While certain exclusions exist, such as COVID-19 or other communicable diseases viewed as the procuring cause of a visa restriction, political disputes involving issues such as trade or sanctions could be covered.

A longer-term solution that should be explored by U.S. colleges is the ability to partner with international institutions of higher learning.

There are a handful of U.S. schools who have campuses abroad; New York University Florence, and Saint Louis University Madrid Campus are just two examples.  For U.S. schools lacking the resources needed to maintain a global presence, partnering with international universities is a viable path.

By sharing resources/students/faculty with international schools, U.S. colleges could make alternative arrangements to send international students impacted by visa restrictions in the U.S. to other colleges around the world where a partnership exists.

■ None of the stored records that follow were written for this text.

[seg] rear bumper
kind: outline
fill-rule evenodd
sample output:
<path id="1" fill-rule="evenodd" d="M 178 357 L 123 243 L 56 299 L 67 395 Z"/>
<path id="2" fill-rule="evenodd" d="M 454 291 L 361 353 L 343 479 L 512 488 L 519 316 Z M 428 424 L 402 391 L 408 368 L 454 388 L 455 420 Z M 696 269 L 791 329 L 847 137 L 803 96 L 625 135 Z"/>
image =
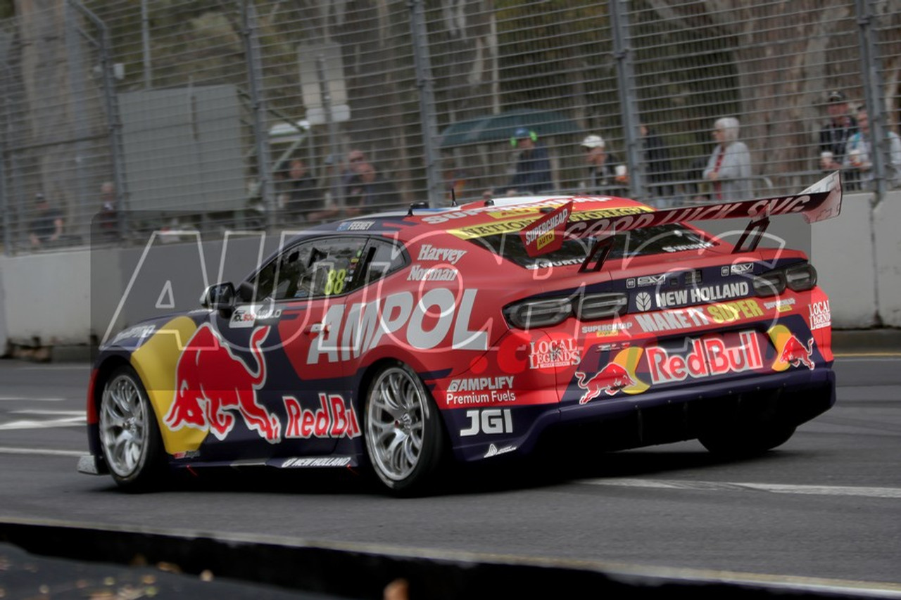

Using this model, a Chinese student unable to gain entry to the U.S. due to political tensions could simply choose to study at a U.S.-partner school at another global location.  Not only would the student have access to similar coursework as their U.S. school, but the U.S. school could recognize a portion of this vital international student tuition revenue.

These two options can be expanded to protect other revenue streams created by the lucrative market for international students, such as study abroad programs.

While borders may be closing and geopolitical tensions continue to rise, education should be a resource that is never stuck in customs.